Well, it’s all official now; Apple is moving to Intel! I know of no-one, myself included, that believed the rumours (which were exactly right), so I’m a little surprised – I had assumed that IBM and Apple’s relationship wasn’t that bad, at least, not bad enough to do what it has done, anyway.

Some thoughts, in handy point form:

  • For me, as a cocoa developer, this looks like a pretty simple recompile – the same will probably go for pretty much any cocoa app that doesn’t do anything to complicated. For big, old apps like office and photoshop, it probably will take a bit of doing – but they’ll manage it without to many problems.

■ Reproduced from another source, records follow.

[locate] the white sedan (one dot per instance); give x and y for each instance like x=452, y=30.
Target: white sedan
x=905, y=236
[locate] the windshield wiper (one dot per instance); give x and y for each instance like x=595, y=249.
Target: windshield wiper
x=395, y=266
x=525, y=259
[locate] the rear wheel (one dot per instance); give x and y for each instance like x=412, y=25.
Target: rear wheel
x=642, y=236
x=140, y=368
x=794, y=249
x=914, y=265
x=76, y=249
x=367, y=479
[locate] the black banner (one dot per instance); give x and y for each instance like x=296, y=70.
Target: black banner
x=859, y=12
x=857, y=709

  • When the new intel-macs come out, they won’t run any games well, if at all – as most mac games are pc ports, they’re hacked together to make them work. These hacks will fall to pieces when moved to intel.

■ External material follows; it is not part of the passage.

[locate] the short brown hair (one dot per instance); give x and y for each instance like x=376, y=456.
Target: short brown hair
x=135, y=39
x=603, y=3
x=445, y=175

  • The plus side is we will probably be able to run pc games semi-native (wine-style), or at least boot into windows (shudder). If this is easy to accomplish, this may mean we don’t get any more mac game ports – normal programs, where UI matters, will still get ported, however.
  • If we can boot into windows/linux (and OS X, of course) all in the same box, an intel-mac looks very, very good to anyone doing cross-platform development (like, say, web-developers).
  • You will not easily be able to run OS X on a non-apple PC. It will probably be possible, but too difficult to go mainstream. Example: The current X-Box has a Pentium based chip, but no-one has windows running on it (to my knowledge).
  • The intel-macs will be lots faster then current macs, and any current mac-fanboy will have to eat their hat and admit that power-pc (in all its forms) is not as fast as x86 (for most things).
  • However, Mac OS X will still not be as fast as windows, and their will no longer be any excuse. This doesn’t matter, though, as no-one ever bought macs for their speed anyway.
  • This will not be the end of the mac, apple or apple’s hardware business. To the average consumer, a mac will still be a computer that doesn’t run windows, and all that entails.

This is an exciting time in the mac industry – lets hope (for everybody’s sake) it goes smoothly.